I found the following post: Let $a,b$ be in a group $G$. Show $(ab)^n=a^nb^n$ $\forall n\in\mathbb{Z}$ if and only if $ab=ba$..
It means for $a, b\in G$, if $ab = ba$, then $(ab)^{n} = a^{n}b^{n}$. But if we let $G = (\mathbb{Z}, +)$, wouldn't this not be true? For example, take $a = b = 5$ so that $(a + b)^{2} = 100 \neq 625= a^{2}b^{2}.$
I'm new to abstract algebra. Maybe my understanding of what the theorem is saying is off.
This is one of those annoying notation issues. Bear in mind that $a^n$ in a group $G$ with operation $\ast$ means
$$a^n = \underbrace{a \ast a \ast a \ast \cdots \ast a}_{n \; a's}$$
If $G$ is $\Bbb Z$ and your operation is addition, then the notation $a^n$ means
$$a^n = \underbrace{a + a + a + \cdots + a}_{n \; a's} = na$$
It's a bit confusing.
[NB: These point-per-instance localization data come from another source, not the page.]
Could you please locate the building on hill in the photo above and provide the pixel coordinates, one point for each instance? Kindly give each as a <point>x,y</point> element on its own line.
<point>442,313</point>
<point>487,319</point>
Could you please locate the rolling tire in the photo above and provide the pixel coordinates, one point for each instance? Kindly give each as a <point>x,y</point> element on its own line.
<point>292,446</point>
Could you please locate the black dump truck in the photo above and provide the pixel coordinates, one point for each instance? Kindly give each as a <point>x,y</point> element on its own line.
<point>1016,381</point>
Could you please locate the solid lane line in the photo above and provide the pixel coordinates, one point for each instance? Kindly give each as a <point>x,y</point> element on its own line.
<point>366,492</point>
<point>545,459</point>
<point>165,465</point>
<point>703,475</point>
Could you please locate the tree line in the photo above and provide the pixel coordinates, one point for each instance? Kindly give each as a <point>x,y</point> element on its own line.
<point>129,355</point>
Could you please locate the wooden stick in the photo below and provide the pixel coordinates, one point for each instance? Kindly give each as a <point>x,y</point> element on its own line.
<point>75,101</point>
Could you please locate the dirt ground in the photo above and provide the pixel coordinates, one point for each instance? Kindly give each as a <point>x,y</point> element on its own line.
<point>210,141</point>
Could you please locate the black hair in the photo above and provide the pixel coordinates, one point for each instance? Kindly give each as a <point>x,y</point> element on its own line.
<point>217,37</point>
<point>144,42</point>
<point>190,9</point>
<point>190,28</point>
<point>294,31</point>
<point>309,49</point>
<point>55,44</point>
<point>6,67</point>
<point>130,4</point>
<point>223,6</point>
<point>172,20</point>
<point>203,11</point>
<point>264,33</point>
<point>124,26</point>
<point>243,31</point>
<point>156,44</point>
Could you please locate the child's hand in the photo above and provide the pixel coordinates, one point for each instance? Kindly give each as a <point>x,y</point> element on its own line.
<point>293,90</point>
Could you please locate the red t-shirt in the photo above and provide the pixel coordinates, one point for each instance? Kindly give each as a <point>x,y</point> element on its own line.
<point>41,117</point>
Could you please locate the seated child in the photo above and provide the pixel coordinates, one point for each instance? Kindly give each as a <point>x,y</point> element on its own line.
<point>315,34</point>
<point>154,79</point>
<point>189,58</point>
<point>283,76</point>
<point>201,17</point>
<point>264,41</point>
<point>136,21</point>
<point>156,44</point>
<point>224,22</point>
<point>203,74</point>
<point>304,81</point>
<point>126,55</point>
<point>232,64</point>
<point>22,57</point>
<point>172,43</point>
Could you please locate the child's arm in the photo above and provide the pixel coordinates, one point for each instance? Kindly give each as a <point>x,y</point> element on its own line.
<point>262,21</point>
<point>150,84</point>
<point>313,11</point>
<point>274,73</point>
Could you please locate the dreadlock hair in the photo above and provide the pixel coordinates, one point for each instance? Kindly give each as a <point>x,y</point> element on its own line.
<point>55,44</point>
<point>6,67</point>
In general, though, for abelian groups (those where $a \ast b = b \ast a$ for every $a,b \in G$), this is why we instead adopt the additive notation $na$ instead of the multiplicative notation $a^n$.
Thus, in this light, we have
$$(ab)^n = a^n b^n \text{ means } n(a+b) = na + nb$$